En este último acápite, una sociedad donde las verdades no son apriorísticas, sino que deben
conquistarse, es decir, donde hay que convencer. Una sociedad donde nadie es el dueño único
del sentido, y por tanto donde lo absolutista no tiene lugar. Un espacio donde fluye la
información a nivel mundial, lo que dificulta fuertemente el achicamiento del espacio discursivo
que fuera típico de las dictaduras. Un sitio donde no es necesario luchar largamente para
acceder al propio deseo, y donde existen múltiples formas de vida que permiten albergar las
más diversas motivaciones y tendencias culturales y vivenciales. Sin duda, lo posmoderno no
es lisa y llanamente un espacio de decadencia y de estropicio, como a menudo se lo presenta.

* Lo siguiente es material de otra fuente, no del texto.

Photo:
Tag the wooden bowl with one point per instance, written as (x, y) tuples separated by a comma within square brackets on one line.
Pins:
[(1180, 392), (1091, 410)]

En todo caso, nos plantea problemas y perplejidades. Son diferentes de las que nos brindara la
modernidad; éstas también motivaron sus propios conflictos e irresoluciones. Y en todo caso,
carece de todo sentido histórico pretender reinstalar las condiciones de un pasado que ya han
sido superadas de hecho en el plano práctico. El pasado no puede volver a instaurarse.
En todo caso, sí es atendible la situación de aquellos que tienen por buenos ciertos valores
propios de la modernidad e intentan devolverles vigencia. Ello es perfectamente legítimo, y en
todo caso debiera plantearse como cuestión programática. Es decir, debiera pensarse cuáles
son las condiciones para esto pueda realizarse. De ello hablaremos hacia el final de este
trabajo. La escuela es netamente moderna: si queremos sostenerla en la posmodernidad,
habremos de readecuarla. No podremos seguramente mantenernos en la situación actual, ni
simplemente reclamar un lugar esperando la paciencia y buena voluntad de la población.
Habrá que constituir la condición desde la cual resulte de interés volver a dar lugar a la razón, a
los valores iluministas como la lectura y la escritura, en fin, al método, la sistematicidad sin la
cual el conocimiento como tal es imposible de ser producido y, por supuesto, de ser transmitido
a través de los mecanismos provistos por el sistema escolar.